As previously mentioned the ability of acute and more prolonged GH administration to retain nitrogen in normal adults has been known for decades and more recent studies have documented a stimulatory effect on whole body and forearm protein synthesis.
Rudman et al. was the first to suggest that the senescent changes in body composition were causally linked to the concomitant decline in circulation GH and IGF-I levels (66). This concept, which is known by some as the somatopause, has recently been reviewed (67), and a number of studies with GH and other anabolic agents for treating the sarcopenia of ageing are currently in progress.
Placebo-controlled GH administration in young healthy adults (21-34 years) undergoing a resistance exercise programme for 12 weeks showed a GH induced increase in LBM, whole body protein balance and whole body protein synthesis, whereas quadriceps muscle protein synthesis rate and muscle strength increased to the same degree in both groups during training (68). In a similar study in older men (67 years) GH also increased LBM and whole body protein synthesis, without significantly amplifying the effects of exercise on muscle protein synthesis or muscle strength (69). An increase in LBM but unaltered muscle strength following 10 weeks of GH administration plus resistance exercise training was also recorded by Taafe et al. (70). A more recent study of 52 older men (70-85 years) treated with either GH or placebo for 6 months, without concomitant exercise, observed a significant increase (4.4 %) in LBM with GH, but no significant effects on muscle strength (71). Thus no significant clinical benefit from administrating GH to non-GH-deficient senescent patients has been documented yet.
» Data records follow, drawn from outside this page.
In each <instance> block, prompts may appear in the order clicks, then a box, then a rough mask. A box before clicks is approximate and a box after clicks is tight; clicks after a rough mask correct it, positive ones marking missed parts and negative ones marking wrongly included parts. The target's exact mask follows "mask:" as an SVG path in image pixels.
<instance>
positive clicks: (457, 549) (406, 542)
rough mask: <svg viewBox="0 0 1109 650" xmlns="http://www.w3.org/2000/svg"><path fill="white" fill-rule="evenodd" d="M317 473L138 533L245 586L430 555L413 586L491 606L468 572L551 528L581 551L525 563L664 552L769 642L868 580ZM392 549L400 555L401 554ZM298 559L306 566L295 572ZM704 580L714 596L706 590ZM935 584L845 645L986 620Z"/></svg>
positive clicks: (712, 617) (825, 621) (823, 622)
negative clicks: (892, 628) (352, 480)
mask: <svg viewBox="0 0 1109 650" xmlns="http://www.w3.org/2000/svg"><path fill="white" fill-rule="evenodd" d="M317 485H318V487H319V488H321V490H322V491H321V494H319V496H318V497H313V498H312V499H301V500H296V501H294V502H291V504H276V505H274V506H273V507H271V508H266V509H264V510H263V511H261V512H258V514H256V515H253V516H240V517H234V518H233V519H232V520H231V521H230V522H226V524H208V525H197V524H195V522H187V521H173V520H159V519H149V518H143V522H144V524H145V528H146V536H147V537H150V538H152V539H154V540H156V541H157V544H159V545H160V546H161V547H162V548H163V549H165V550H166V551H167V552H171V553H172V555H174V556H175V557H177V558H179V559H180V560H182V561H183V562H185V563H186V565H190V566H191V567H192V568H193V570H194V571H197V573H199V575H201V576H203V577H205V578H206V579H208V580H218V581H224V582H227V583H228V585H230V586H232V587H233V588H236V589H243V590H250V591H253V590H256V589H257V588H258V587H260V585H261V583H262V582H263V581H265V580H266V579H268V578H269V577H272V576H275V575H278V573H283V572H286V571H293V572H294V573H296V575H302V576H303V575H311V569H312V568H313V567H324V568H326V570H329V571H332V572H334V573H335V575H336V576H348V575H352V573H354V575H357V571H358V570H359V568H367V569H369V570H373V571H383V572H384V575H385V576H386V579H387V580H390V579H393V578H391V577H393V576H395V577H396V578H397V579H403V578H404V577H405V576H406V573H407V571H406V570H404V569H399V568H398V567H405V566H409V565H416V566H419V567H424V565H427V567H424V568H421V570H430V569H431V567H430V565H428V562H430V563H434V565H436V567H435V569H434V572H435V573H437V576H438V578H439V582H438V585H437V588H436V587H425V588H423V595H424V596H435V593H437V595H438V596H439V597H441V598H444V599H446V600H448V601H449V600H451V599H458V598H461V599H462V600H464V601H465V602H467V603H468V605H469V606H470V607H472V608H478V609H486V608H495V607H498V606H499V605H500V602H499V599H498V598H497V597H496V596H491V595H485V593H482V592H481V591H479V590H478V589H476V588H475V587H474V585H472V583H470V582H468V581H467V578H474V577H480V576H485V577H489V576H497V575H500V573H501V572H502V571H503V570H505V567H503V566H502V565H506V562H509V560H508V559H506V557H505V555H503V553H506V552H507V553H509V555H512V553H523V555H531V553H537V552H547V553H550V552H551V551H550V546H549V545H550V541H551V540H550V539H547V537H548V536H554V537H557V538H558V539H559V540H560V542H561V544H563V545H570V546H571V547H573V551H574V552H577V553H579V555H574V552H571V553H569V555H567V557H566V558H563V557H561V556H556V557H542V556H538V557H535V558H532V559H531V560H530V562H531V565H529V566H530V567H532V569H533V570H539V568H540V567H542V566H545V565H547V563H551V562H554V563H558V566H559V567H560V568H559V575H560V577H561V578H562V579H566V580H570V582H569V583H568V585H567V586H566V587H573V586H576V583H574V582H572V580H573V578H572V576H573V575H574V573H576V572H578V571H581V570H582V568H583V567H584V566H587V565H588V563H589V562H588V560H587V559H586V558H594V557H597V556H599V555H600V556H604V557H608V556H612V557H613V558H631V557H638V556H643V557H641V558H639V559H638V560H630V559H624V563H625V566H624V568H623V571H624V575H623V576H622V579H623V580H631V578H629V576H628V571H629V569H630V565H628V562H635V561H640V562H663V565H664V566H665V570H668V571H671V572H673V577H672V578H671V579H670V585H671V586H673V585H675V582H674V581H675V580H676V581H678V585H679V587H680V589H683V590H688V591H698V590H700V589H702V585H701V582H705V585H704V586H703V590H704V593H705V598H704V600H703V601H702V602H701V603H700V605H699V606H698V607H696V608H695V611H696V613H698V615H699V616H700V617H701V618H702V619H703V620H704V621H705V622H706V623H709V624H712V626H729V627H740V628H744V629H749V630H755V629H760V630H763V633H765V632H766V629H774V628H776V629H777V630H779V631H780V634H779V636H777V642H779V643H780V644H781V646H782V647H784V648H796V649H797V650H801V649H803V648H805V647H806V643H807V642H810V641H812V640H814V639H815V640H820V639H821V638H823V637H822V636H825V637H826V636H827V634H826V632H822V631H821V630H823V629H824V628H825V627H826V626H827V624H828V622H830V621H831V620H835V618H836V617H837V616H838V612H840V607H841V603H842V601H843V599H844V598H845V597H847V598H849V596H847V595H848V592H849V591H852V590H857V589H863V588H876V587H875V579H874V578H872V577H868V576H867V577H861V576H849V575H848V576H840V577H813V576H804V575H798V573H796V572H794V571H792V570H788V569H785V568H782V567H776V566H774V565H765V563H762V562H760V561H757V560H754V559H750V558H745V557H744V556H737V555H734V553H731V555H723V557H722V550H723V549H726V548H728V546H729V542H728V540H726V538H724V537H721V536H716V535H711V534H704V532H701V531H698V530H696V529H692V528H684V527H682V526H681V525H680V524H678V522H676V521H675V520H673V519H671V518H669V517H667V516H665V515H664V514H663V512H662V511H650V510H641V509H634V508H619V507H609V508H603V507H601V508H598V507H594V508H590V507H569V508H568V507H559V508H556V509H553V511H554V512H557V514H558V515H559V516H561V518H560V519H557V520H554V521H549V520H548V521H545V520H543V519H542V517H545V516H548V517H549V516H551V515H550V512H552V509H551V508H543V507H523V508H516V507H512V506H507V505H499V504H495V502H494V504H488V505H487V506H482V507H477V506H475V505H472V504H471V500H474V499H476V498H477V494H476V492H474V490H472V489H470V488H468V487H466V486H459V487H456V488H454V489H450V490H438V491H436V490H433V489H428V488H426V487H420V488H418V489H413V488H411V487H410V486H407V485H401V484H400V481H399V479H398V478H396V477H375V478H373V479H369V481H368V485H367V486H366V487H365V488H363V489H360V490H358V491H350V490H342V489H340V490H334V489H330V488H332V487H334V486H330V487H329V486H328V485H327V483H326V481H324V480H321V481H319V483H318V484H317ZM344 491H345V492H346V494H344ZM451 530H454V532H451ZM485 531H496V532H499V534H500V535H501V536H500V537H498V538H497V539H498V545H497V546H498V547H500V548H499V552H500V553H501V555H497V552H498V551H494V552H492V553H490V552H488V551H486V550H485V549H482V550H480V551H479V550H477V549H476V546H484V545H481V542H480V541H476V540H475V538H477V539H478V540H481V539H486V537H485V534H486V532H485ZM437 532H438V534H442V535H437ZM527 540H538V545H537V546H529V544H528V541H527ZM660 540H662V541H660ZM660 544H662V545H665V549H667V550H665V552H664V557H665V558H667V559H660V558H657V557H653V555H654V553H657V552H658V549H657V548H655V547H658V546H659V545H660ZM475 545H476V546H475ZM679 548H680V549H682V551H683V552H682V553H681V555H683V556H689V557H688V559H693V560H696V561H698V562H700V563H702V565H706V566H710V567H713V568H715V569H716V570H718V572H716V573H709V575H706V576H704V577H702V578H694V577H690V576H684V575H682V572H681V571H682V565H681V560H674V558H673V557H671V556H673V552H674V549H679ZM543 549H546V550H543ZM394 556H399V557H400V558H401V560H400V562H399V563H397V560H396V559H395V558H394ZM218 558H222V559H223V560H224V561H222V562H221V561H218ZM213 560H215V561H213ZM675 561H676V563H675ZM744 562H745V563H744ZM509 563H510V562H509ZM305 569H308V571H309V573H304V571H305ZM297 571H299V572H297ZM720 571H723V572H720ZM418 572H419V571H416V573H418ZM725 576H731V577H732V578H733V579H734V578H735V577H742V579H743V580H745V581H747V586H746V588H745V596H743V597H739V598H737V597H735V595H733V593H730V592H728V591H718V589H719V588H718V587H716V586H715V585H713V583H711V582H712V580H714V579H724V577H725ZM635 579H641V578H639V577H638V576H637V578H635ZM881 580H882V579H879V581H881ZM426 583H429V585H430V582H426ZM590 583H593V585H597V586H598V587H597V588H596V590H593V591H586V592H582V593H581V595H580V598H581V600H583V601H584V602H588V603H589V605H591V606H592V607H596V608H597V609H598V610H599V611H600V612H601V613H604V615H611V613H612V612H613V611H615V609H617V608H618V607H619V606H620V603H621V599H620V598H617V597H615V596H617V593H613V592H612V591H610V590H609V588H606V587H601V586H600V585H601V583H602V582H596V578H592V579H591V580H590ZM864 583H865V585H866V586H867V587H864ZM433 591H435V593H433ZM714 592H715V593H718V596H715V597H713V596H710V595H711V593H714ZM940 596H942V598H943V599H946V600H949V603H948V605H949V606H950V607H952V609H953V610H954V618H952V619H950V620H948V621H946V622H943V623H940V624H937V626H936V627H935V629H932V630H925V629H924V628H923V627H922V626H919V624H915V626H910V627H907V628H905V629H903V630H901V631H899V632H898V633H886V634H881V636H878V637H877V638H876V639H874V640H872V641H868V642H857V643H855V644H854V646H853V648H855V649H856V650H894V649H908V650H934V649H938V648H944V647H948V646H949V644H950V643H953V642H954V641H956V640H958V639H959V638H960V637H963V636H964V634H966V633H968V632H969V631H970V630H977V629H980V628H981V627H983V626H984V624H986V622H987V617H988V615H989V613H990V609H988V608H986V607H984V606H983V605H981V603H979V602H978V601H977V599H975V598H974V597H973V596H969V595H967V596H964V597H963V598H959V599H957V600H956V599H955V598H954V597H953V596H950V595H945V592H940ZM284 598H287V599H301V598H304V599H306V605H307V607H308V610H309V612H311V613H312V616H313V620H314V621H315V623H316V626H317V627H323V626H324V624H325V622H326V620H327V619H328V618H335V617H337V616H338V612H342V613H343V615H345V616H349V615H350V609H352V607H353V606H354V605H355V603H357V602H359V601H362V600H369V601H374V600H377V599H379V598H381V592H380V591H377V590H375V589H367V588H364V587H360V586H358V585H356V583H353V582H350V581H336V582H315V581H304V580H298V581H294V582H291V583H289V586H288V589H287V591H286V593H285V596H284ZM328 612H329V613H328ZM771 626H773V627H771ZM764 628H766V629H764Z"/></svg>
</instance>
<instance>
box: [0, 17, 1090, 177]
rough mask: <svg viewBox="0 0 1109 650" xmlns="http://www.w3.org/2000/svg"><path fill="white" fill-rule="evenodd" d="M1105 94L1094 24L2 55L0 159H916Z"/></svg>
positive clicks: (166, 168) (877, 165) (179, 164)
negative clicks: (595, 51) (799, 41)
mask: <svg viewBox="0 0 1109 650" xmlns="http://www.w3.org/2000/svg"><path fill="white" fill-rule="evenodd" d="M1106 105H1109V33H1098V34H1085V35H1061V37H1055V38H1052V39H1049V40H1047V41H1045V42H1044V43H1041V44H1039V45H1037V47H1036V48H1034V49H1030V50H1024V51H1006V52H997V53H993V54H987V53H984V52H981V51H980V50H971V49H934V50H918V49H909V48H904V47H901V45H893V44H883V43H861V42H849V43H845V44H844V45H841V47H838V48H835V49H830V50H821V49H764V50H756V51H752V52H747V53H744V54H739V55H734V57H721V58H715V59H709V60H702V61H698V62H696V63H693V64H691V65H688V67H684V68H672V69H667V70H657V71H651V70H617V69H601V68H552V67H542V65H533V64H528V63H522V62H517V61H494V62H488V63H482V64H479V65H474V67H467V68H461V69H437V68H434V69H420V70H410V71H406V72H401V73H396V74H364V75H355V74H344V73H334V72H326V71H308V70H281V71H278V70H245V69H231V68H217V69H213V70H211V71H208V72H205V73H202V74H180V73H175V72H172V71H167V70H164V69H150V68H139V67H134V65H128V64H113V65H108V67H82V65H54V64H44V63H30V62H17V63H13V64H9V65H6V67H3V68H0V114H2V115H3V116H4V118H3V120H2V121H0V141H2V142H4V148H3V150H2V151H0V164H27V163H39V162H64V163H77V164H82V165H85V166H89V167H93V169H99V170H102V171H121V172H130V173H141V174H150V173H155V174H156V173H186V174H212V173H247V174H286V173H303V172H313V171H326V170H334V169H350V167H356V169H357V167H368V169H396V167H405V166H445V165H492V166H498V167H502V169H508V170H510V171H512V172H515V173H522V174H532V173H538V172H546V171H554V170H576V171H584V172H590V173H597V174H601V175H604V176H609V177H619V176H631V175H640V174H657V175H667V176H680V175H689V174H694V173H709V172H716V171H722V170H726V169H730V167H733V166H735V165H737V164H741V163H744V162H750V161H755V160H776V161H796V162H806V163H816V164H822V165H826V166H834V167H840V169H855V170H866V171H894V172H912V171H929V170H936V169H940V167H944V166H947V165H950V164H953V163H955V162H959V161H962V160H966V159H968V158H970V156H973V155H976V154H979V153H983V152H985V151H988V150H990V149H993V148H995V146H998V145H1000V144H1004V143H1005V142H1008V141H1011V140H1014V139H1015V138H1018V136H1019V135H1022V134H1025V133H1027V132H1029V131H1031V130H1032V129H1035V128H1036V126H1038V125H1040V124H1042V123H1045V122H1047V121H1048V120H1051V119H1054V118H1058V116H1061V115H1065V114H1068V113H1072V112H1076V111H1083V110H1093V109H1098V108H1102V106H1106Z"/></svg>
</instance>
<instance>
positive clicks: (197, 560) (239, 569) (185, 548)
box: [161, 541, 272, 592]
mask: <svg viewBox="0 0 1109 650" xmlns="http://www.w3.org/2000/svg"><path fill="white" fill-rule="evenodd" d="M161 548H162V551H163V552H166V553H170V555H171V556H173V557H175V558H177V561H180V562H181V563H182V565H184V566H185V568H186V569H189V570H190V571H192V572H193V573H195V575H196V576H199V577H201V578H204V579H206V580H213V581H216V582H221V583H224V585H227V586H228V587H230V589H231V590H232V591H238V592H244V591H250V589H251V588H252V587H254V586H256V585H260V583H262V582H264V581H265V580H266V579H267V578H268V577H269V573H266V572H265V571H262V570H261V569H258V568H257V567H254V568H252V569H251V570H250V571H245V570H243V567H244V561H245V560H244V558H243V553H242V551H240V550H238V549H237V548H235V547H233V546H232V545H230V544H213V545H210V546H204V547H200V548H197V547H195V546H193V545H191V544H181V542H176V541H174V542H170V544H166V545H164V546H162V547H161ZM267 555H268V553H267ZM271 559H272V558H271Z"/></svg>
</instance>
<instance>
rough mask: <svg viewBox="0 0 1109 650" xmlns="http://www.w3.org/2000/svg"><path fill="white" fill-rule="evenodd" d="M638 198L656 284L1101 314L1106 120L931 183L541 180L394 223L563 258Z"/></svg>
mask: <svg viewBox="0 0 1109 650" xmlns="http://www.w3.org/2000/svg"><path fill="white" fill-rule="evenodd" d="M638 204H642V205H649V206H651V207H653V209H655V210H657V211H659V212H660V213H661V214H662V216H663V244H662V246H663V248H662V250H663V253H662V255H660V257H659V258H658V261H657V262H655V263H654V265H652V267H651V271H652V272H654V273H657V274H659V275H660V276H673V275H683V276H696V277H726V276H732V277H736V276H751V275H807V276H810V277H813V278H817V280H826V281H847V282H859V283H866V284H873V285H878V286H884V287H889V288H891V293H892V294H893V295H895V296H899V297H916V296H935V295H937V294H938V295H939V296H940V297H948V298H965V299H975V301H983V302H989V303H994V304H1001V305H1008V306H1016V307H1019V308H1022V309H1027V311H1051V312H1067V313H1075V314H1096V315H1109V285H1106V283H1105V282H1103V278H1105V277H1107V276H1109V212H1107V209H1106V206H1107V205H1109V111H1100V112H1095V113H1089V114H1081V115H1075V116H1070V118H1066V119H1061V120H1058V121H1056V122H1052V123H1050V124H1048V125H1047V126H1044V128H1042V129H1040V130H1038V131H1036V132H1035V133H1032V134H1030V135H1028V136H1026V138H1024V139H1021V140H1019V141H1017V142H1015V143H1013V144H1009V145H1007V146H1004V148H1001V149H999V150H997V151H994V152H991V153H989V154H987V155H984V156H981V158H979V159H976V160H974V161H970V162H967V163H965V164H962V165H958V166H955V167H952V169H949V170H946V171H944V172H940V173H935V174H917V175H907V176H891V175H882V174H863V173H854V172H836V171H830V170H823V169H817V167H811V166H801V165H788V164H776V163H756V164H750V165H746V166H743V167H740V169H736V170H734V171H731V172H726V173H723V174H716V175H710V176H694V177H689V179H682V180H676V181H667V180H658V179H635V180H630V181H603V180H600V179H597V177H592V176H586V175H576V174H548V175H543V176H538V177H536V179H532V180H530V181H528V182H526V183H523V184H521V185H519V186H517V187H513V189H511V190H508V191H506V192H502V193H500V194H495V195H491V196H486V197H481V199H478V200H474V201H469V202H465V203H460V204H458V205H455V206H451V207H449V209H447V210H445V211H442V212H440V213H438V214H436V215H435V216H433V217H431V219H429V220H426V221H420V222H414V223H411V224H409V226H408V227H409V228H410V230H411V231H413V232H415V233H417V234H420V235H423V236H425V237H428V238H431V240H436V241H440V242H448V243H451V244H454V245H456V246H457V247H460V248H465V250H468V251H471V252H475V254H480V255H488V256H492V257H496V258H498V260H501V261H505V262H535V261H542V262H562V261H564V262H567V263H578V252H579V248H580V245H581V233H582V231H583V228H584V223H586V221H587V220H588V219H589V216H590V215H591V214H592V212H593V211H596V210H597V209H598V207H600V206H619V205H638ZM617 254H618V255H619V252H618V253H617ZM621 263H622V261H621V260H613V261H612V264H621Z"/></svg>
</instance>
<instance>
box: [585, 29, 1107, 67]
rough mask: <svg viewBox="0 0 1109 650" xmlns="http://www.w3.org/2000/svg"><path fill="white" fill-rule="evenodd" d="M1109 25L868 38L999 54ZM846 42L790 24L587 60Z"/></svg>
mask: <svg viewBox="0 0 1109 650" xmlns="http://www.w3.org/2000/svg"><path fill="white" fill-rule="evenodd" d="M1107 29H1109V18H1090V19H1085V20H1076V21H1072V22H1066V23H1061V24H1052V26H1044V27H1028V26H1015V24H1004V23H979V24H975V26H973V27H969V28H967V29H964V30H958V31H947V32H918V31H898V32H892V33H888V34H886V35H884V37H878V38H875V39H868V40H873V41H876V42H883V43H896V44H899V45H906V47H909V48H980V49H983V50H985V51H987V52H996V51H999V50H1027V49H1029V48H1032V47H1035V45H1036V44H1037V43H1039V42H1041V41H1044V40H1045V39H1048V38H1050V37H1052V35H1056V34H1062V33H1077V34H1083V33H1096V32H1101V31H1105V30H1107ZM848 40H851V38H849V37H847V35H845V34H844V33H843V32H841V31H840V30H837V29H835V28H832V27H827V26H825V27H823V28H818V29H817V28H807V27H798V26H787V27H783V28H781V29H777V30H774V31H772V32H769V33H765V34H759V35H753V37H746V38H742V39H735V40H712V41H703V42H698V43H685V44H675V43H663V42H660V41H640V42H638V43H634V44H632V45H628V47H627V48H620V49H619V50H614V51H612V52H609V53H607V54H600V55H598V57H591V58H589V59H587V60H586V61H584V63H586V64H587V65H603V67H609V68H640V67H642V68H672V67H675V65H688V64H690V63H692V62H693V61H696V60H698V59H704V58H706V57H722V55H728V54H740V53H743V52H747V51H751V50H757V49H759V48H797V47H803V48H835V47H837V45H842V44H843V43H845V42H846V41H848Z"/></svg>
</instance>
Numerous studies have evaluated the effects of GH administration in chronic and acute catabolic illness. A comprehensive survey of the prolific literature within this field is beyond the scope of this review, but it is noteworthy, that HIV-associated body wasting is a licensed indication for GH treatment in the USA. In this patient category GH treatment for 12 weeks has been associated with significant increments in LBM and physical fitness (72, 73).